O Governo aprovou recentemente uma proposta de lei que enviou à Assembleia da República na qual transpõe uma directiva comunitária sobre questões técnicas ligadas ao armamento. Como a secretária de Estado adjunta da Administração Interna, Isabel Oneto, explicou, o Governo aproveitou para ir mais longe e regulamentar o sector, condicionando a detenção de armas com ou sem registo. Por exemplo, armas ditas para colecção ou detidas por razões afectivas, pois pertenceram a familiares, terão de ser desactivadas e cada caçador poderá ter apenas 25 armas (uma enormidade mesmo assim).

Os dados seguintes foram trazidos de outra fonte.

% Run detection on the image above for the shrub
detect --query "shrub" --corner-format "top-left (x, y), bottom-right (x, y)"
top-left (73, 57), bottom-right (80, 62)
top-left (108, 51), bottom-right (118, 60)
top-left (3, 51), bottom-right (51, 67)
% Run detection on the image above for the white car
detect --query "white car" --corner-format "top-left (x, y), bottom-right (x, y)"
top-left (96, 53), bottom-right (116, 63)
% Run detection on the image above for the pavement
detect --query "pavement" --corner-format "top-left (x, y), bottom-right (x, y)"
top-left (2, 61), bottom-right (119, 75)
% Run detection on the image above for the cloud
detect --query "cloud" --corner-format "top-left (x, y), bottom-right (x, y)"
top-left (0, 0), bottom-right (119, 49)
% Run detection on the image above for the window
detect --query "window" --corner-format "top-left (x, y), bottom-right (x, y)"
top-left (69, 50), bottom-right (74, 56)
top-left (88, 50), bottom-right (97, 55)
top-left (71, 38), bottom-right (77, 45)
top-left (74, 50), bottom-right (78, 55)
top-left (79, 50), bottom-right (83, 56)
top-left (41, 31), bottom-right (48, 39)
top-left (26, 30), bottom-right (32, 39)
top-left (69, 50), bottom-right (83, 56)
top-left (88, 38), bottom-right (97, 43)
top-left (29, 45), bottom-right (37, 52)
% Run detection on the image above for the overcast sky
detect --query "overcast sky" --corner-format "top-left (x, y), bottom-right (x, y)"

Esta lei tem sido contestada por diversas associações ligadas ao sector e foi mesmo alvo de lobbying da extrema-direita, que fez uma campanha enviando mails a deputados e eurodeputados atacando em termos insultuosos o comissário europeu Carlos Moedas, a eurodeputada Ana Gomes, a secretária de Estado adjunta Isabel Oneto, e o director do Departamento de Armas e Explosivos da PSP, Pedro Moura. É de saudar a atitude do Governo, na pessoa de Isabel Oneto, e deseja-se que o Parlamento não hesite na aprovação desta lei nem tente diminuir a exigência que nela é expressa, cedendo à pressão do sector ou da extrema-direita.

Mas a notícia de mais um assassínio de uma mulher pelo marido tem uma outra dimensão, o da violência doméstica. Esta é a 18ª mulher morta pelo marido, companheiro ou namorado, em Portugal este ano, segundo os dados do Observatório de Mulheres Assassinadas da União de Mulheres Alternativa e Resposta (UMAR). A recorrência destes crimes mostra que alguma coisa não funciona em Portugal na prevenção e no controlo da violência doméstica e que por muito que tenha já sido feito há muito por fazer, sobretudo há que mudar o tipo de abordagem deste problema social.

Manuela Tavares, uma das principais activistas feministas portuguesas e fundadora da UMAR, defendeu em entrevista ao PÚBLICO na quinta-feira uma mudança radical: a prisão preventiva do agressor, à semelhança do que acontece em Espanha. “As situações de risco em que as mulheres ficam quando fazem as denúncias são muito graves, portanto, não basta pôr uma pulseira electrónica no agressor”, sublinhava para considerar que a “prisão preventiva era um acto muito importante”, até pela regularidade com que mulheres são mortas pelos agressores depois de serem vítimas de agressão e de terem apresentado queixa. E criticava as “ilusões de que um agressor possa regenerar-se com programas terapêuticos”, afirmando: “A ideia de que eles podem vir a ter outra vida porque ganharam outra consciência não dá. Isto são questões de mentalidades inculcadas, em que o agressor tem o poder, quer ter o poder sobre a mulher que é sua propriedade.”

O que está em causa em mais um assassínio de uma a mulher pelo marido obriga a reflectir não apenas sobre a necessidade de limitar o direito à posse de armas, mas também de rever os critérios penais sobre os agressores de violência doméstica. Como forma de fazer face a um problema de gravidade máxima em termos sociais e individuais, o da necessidade de o Estado cumprir um princípio básico de uma sociedade civilizada, o da protecção da vida.